O banho durava pouco tempo, que as mães nunca gostavam quando a tropa de gente miúda, arreliando a éguinha também miúda, descia a ladeira da serraria pra refrescar a cabeça e o corpo no córguinho. Diziam que dava doença, mas doente mesmo ficava quem era pego desprevenido na saída sorrateira e ficava impedido de nadar naquele dia - coisa de mãe e que a gente também nunca vai entender nessa vida. A estratégia para disfarçar o molhado das roupas no banho proibido era subir a ladeira puxando a Penada pela corda, assim dava tempo de secar os calções encardidos. E se era divertido nadar aquelas águas, a brincadeira só se completava lavando também a Penada. Era famoso que ela não gostava nem um pouco do banho, e também era sabido por todos que a maior judieira que a meia dúzia de pirralhos se permitia aprontar contra a Penada, era arrastar a coitada para o leito do córgo - os menos entendidos teimam em dizer que é córrego. Virava um furdunço de água pra todos os lados até que a gente molhasse a égua inteirinha. Se durante a algazarra alguém atravessasse a pinguela e pensasse que a brincadeira da gente era só lavar a égua, até que não se enganaria tanto, no entanto a gente estava lavando também era a Alma. Acontece que a égua não tinha dono, propriamente conhecido, e já que vivia zanzando pelo cemitério não demorou muito pra ganhar o nome de Alma Penada. Mas a gente chamava só de Penada e economizava palavra.

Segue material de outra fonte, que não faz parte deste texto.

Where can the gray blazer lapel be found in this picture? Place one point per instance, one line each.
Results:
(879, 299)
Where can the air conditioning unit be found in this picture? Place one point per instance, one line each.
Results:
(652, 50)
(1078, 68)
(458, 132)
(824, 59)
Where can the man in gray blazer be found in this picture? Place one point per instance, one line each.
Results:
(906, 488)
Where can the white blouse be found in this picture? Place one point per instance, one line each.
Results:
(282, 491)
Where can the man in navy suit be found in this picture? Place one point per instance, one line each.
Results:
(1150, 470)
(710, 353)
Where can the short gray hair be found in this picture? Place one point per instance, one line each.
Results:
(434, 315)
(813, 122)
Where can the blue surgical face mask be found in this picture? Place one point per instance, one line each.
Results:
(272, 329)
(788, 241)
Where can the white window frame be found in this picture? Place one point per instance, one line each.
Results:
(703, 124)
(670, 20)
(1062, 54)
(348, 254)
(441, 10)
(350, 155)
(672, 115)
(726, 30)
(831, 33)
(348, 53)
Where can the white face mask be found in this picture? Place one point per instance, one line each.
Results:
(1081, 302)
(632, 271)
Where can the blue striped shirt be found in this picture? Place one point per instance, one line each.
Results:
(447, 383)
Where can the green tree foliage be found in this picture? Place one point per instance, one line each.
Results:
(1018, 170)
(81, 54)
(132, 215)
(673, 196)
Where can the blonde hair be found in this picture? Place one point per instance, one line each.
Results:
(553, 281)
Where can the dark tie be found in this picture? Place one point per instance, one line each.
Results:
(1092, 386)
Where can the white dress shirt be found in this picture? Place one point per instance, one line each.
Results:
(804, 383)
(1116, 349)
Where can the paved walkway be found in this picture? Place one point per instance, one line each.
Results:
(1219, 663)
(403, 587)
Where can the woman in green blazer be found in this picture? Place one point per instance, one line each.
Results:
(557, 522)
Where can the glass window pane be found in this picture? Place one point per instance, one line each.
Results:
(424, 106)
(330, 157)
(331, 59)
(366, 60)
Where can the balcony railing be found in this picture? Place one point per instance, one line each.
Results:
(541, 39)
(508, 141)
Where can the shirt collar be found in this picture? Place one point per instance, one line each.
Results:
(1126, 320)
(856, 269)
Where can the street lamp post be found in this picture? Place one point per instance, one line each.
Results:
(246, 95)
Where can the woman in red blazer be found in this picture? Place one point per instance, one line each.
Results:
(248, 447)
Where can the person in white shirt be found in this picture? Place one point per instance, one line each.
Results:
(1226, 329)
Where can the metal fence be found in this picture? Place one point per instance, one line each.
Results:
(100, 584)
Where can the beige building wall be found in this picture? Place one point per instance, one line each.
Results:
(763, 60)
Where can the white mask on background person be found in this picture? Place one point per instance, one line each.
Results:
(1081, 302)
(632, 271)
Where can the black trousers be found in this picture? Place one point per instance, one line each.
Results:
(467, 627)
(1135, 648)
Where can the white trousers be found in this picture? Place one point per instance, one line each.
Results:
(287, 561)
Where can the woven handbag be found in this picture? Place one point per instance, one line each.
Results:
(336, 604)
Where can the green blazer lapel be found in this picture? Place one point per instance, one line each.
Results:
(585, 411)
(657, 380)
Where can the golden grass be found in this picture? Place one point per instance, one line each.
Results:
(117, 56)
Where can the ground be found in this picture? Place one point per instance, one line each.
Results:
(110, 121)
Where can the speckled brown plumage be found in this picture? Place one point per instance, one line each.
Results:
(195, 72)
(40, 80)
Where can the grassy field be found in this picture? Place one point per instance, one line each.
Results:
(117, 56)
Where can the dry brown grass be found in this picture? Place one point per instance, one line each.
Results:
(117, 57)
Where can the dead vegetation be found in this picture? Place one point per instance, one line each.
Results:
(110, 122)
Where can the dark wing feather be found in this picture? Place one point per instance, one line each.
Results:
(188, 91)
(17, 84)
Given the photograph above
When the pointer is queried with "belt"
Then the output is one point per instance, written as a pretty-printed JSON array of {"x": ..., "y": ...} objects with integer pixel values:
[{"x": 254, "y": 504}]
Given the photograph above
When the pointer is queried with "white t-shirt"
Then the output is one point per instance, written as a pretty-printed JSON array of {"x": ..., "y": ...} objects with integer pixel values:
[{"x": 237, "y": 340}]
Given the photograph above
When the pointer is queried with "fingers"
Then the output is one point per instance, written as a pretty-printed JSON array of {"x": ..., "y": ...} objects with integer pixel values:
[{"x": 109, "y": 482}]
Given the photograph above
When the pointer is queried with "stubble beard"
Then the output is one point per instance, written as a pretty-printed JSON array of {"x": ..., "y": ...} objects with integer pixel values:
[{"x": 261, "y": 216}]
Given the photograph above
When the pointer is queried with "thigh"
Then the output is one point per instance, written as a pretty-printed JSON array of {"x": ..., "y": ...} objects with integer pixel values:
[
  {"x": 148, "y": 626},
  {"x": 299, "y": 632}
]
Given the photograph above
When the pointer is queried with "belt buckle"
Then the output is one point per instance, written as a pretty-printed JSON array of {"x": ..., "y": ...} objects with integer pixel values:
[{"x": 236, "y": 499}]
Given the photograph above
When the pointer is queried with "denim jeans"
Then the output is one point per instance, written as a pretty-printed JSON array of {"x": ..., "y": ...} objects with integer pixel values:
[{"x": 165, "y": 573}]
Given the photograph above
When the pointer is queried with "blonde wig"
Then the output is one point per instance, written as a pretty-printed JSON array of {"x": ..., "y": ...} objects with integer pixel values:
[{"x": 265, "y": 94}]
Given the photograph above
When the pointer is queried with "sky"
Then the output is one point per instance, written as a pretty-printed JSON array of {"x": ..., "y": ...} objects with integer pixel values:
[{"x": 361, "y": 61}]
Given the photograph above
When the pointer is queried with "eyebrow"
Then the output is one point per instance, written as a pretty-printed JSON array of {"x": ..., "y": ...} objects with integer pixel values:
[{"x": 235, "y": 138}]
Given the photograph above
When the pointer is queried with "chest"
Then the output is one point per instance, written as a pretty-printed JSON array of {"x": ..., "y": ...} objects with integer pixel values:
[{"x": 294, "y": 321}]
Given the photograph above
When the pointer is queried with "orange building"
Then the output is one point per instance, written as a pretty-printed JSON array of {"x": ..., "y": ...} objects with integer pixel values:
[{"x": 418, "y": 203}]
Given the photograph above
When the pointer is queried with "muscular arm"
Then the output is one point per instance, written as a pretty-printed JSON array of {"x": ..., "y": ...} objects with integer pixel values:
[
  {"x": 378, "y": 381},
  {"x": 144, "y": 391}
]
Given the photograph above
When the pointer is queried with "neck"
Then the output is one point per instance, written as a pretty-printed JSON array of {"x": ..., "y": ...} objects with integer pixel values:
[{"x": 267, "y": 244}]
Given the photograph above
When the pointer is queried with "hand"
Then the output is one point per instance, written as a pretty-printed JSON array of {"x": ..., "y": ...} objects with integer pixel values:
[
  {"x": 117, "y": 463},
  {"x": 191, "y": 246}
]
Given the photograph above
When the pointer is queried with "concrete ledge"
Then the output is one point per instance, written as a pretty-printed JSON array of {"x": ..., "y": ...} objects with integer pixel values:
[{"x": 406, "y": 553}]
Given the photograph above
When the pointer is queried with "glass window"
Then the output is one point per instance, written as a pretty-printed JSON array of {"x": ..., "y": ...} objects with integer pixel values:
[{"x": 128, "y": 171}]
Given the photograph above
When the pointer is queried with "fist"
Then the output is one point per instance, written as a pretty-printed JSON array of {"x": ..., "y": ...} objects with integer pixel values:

Pois então, era essa a história que eu queria contar! É só uma das tantas lembranças de felicidade que carrego desde a infância, eu precisava escrevê-la para continuar viva quando o tempo limpar minha memória. Não sei se contadas dessa maneira minhas zoeiras de menino continuam interessantes, pode ser que escrevendo eu não faço entender, mas também, como já deixei antecipado desde o segundo parágrafo, fica mais fácil mostrar brincando que mostrar explicando.